Modularity without a Name

A couple years ago, Gilad Bracha posted on the evils of import, referring to the common practice of importing modules by name. He argues that this use of import undermines configurability and reusability of modules. I encourage you to read this article if you have not already done so.

There are at least two fundamental arguments justifying his position:

  1. Adaptation: Import early-binds a module to the features and properties of the module being imported. For flexible configuration and reuse of a module in a wider variety of contexts, it is desirable to influence these properties externally.
  2. Entanglement: Import by name entangles a module with a namespace. This makes it difficult to extricate a module for reuse in a different project – i.e. to port one module requires grabbing its entire ‘dependency forest’. Merging a dependency forest can introduce its own problems due to overlapping names with different versions or meanings.

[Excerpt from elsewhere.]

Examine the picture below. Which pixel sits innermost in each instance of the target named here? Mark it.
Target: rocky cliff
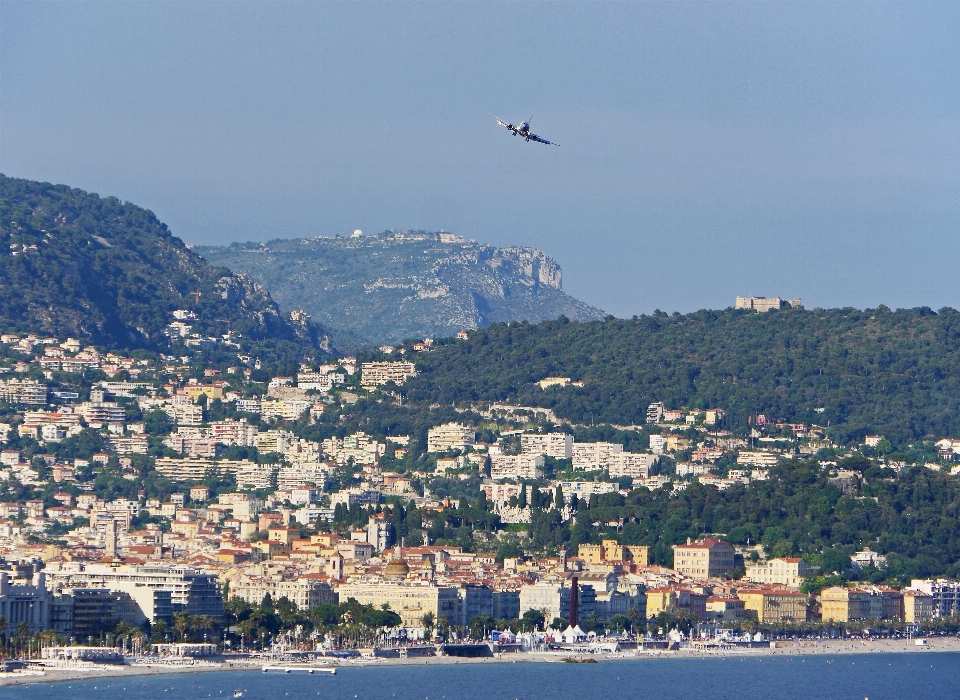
(397, 285)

Bracha goes on to argue for parameterizing modules, which answers the adaptation problem. However, there are problems with parameterization.

Sub-Modules

A useful feature for a module system is the ability to break down large, cumbersome modules into a library of smaller sub-modules, which might be independently usable. In a traditional module system, one would simply break these modules into smaller pieces then import them by name.

However, without import, these dependencies could only be provided by the client. And this could be a bad thing indeed. Consider: module M becomes large and unwieldy, so one breaks it into sub-modules Q and R. With a naive parameterization, one would first need to retroactively repair every client of M to access M(Q,R). If one later decides to break Q down with S,T, one would go back once again and repair this to M(Q(S,T),R).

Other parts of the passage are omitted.